La consolidation ne coïncide pas nécessairement avec la reprise d’une activité professionnelle. Dans certains cas, les séquelles peuvent être suffisamment importantes pour empêcher celle-ci, et dans d’autres, le travail peut être repris avec poursuite de soins, pendant un temps plus ou moins long, en attendant que la séquelle prenne ce caractère permanent, qui justifie la consolidation, à condition que la valeur du préjudice en résultant soit définitive. »
Selon l’article L. 434-2 du code de la sécurité sociale, “Le taux de l’incapacité permanente est déterminé d’après la nature de l’infirmité, l’état général, l’âge, les facultés physiques et mentales de la victime ainsi que d’après ses aptitudes et sa qualification professionnelle, compte tenu d’un barème indicatif d’invalidité. […]”
Tribunal judiciaire de Bobigny
Service du contentieux social
Affaire : N° RG 24/02640 – N° Portalis DB3S-W-B7I-2KZQ
Jugement du 09 AVRIL 2026
Aux termes de l’article R. 434-2 du même code, “Au vu de tous les renseignements recueillis, la caisse primaire se prononce sur l’existence d’une incapacité permanente et, le cas échéant, sur le taux de celle-ci et sur le montant de la rente due à la victime ou à ses ayants droit. Les barèmes indicatifs d’invalidité dont il est tenu compte pour la détermination du taux d’incapacité permanente d’une part en matière d’accidents du travail et d’autre part en matière de maladies professionnelles sont annexés au présent livre. Lorsque ce dernier barème ne comporte pas de référence à la lésion considérée, il est fait application du barème indicatif d’invalidité en matière d’accidents du travail. […]”

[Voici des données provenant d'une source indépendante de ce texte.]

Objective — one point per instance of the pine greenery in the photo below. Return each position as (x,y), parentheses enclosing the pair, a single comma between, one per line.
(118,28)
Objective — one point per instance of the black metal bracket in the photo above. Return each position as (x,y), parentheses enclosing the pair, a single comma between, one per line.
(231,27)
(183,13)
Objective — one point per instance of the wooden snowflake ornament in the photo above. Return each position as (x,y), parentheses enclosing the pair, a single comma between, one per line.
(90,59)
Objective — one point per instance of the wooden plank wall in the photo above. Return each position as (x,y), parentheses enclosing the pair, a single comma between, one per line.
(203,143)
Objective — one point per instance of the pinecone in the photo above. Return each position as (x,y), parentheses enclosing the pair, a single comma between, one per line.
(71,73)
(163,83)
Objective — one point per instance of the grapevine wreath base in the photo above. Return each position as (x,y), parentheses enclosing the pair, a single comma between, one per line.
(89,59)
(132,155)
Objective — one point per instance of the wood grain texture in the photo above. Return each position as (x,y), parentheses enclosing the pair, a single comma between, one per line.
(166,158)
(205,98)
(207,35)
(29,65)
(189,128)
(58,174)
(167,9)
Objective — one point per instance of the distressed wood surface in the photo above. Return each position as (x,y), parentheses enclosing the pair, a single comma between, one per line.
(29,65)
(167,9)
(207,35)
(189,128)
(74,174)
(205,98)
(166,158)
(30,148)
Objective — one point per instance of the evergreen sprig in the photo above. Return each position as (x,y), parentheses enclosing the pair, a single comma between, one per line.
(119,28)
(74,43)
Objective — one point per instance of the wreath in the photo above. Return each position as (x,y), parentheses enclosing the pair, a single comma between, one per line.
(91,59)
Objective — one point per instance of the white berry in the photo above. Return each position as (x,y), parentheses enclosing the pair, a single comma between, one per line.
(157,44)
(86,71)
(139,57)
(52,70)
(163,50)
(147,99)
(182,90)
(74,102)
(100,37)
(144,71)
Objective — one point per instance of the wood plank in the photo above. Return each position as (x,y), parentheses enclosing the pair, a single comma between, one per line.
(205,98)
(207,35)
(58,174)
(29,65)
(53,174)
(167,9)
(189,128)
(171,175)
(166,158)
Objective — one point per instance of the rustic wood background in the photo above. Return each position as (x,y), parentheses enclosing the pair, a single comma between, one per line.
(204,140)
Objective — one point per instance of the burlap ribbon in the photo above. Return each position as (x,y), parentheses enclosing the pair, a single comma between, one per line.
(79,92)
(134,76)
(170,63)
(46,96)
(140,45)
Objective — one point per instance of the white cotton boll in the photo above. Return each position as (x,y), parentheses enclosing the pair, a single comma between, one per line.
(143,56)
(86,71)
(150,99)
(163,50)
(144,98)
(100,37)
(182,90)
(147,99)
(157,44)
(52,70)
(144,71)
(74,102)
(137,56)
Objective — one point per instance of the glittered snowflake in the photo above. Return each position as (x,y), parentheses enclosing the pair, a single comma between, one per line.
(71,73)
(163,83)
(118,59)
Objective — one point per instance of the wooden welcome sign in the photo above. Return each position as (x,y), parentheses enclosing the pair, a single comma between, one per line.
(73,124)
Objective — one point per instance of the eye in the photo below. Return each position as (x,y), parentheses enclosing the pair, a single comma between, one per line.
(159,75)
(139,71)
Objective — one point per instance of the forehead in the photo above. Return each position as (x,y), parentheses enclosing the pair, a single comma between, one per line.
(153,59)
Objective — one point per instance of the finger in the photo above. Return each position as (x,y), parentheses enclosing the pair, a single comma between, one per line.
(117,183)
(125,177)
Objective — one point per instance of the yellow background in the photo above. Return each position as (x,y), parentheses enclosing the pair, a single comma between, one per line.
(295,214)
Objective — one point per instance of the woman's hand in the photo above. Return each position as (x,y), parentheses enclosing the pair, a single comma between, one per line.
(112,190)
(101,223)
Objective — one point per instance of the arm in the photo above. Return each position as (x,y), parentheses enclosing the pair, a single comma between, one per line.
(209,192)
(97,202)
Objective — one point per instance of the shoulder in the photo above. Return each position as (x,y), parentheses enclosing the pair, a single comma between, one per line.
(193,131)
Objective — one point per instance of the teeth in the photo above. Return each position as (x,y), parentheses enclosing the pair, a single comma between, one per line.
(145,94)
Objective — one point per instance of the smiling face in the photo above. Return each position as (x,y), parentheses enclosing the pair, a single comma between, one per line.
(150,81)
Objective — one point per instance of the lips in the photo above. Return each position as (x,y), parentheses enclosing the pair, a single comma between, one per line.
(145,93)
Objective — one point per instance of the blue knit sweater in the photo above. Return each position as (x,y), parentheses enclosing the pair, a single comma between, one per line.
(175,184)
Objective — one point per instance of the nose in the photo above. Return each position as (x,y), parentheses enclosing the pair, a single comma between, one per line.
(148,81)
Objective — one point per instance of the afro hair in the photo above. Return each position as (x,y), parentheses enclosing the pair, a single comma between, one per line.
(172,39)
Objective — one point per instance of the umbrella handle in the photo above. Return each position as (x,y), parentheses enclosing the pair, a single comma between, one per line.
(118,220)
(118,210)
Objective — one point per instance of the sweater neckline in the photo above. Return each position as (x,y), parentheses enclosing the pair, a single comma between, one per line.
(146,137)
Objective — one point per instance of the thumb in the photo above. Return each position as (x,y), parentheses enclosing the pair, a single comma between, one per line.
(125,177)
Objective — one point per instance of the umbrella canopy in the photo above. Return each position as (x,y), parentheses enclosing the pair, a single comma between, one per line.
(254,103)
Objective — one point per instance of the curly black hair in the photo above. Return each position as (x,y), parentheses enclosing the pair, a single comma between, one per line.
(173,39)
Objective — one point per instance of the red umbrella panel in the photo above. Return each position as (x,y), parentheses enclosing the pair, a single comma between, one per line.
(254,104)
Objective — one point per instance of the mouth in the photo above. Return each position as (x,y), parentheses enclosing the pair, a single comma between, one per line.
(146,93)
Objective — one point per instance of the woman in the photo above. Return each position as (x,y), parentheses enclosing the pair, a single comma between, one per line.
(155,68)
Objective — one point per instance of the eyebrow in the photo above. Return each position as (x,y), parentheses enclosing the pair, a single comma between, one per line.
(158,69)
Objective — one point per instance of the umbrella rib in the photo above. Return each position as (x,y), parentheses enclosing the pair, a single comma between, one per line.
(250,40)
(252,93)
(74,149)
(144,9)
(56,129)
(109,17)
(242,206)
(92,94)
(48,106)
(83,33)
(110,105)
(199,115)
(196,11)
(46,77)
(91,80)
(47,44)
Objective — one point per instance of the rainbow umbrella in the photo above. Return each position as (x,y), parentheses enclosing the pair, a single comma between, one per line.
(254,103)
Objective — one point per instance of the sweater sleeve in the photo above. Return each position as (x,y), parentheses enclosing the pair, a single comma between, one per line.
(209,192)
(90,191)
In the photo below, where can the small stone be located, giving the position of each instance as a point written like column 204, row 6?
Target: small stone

Il résulte de l’article L. 411-1 du code de la sécurité sociale, que la présomption d’imputabilité, dès lors qu’un arrêt de travail a été initialement prescrit ou que le certificat médical initial est assorti d’un arrêt de travail, s’applique aux lésions initiales, à leurs complications, à l’état pathologique antérieur aggravé par l’accident, pendant toute la période d’incapacité précédant la guérison complète ou la consolidation, et postérieurement, aux soins destinés à prévenir une aggravation et plus généralement à toutes les conséquences directes de l’accident, fait obligation à la caisse de prendre en charge au titre de la législation sur les accidents de travail les dépenses afférentes à ces lésions. (2e Civ., 24 juin 2021, pourvoi n° 19-24.945)
L’incapacité et les soins en découlant sont présumés imputables à celui-ci sauf pour l’employeur à rapporter la preuve de l’existence d’un état pathologique préexistant évoluant pour son propre compte sans lien avec l’accident ou d’une cause postérieure totalement étrangère, auxquels se rattacheraient exclusivement les soins et arrêts de travail postérieurs. (2e Civ., 12 mai 2022, pourvoi n°20 20.655 ; 2e Civ., 10 novembre 2022, pourvoi n° 21 14.508).
Il est constant que la discontinuité des symptômes et des soins est impropre à écarter la présomption d’imputabilité (Cass. 2e civ., 12 mai 2022, n° 20-20.655).
En conséquence, l’employeur qui conteste le caractère professionnel de l’accident ou de la maladie ou des arrêts de travail prescrits à la suite de l’accident ou de la maladie et pris en charge à ce titre, doit détruire la présomption d’imputabilité s’attachant à toute lésion survenue au temps et au lieu de travail, en apportant la preuve que cette lésion est totalement étrangère au travail.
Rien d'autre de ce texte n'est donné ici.